Determined not to waste anything, Dad has become a mastermind of canning and freezing his harvest. This week, I had a bit of extra time, and decided to experiment in the kitchen with some butternut squash. The goal? To come up with a delicious, nutritious treat that I can put into my son's lunch box---in hopes of replacing some of the pricey convenience "veggie muffins" that I've been foolishly buying at the store (pictured right).

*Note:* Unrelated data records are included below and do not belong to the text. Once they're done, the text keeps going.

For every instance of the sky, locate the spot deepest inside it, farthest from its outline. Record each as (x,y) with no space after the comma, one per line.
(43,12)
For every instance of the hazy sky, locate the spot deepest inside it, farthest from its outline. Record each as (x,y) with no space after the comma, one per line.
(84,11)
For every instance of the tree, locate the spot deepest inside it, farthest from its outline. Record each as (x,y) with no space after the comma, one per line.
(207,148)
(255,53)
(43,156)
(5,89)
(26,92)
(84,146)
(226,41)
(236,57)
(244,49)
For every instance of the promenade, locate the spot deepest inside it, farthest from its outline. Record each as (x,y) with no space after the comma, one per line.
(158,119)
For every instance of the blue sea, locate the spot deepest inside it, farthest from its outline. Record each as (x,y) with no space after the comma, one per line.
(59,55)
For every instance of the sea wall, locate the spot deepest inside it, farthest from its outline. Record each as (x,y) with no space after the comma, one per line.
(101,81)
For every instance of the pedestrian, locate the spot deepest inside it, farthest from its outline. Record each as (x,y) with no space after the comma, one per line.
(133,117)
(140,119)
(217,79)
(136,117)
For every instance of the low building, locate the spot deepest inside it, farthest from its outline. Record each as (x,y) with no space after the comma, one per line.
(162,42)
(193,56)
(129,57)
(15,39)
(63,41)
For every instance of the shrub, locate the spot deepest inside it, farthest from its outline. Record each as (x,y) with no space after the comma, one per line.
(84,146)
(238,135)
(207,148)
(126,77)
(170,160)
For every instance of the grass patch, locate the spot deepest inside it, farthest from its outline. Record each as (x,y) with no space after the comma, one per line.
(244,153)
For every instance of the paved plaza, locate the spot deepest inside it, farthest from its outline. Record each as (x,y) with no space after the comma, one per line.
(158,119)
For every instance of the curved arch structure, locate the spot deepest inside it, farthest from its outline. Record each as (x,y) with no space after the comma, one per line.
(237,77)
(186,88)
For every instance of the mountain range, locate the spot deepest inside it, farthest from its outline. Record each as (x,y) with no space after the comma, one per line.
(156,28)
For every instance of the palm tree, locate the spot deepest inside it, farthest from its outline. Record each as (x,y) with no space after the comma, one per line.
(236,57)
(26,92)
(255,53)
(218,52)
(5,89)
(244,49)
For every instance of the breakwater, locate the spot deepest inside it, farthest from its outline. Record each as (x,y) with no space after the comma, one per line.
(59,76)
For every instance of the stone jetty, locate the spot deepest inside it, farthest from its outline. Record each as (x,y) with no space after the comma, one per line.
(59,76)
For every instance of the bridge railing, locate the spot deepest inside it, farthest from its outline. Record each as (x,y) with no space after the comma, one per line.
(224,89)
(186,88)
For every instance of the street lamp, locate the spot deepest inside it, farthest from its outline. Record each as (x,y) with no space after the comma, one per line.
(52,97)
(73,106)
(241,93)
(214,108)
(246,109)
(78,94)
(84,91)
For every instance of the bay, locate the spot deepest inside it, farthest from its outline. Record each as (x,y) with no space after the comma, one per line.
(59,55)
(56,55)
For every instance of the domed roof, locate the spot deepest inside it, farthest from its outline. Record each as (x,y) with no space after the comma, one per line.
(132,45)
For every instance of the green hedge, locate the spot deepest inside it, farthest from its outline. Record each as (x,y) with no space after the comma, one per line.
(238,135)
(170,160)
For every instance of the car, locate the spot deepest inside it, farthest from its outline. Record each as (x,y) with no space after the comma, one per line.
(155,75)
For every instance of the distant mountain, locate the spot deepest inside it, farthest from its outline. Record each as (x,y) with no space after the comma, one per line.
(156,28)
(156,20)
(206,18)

The result? These fantastic Butternut Squash Muffins. Including powerhouse ingredients like Dad's home grown butternut squash, plain greek yogurt, ground flax, and whole wheat flour---this recipe is a WINNER!!!
Try them out!


Dad's Butternut Squash Muffins


Ingredients:
1.5 cups butternut squash (peeled, cubed, steamed and mashed)
3 eggs
1/2 cup water
1/2 cup plain greek yogurt
1/2 cup sugar
1/2 cup brown sugar, packed
2 cups whole wheat flour
1 cup all-purpose flour
1 Tbsp ground flax seeds
1.5 tsp. baking powder
1.5 tsp. baking soda
1.5 tsp. ground cinnamon
1/2 tsp. salt
1/2 tsp. nutmeg
1/2 tsp. ground cloves
1/2 tsp. pumpkin pie spice

**Feel free to toss in 1/2 cup of your favorite chopped nuts or dried fruit!



Procedure:
  1. Preheat oven to 400 degrees.
  2. If your squash is not already cooked, you will need to peel, cube and steam the squash for about 10-15 minutes, or until the squash can easily be pierced with a fork. Otherwise, skip this step.
  3. Measure 1.5 cups of squash into a large bowl. Mash eggs, water, yogurt, and sugars into the squash. add in the flours, baking powder, baking soda, flax and all spices, until the batter is well mixed. The batter will be thick and a bit lumpy. If using nuts or dried fruit, fold them into the batter as a last step.
  4. Spoon batter into 18-20 prepared muffin cups. They should be about 2/3 full of batter.
  5. Bake in the preheated oven until a toothpick inserted into the center of a muffin comes out clean--about 15 minutes. 
  6. ENJOY after cooling on a wire rack for about 10 minutes....or put them into an air tight container and FREEZE for future delight. Frozen muffins should microwave or toast quite well!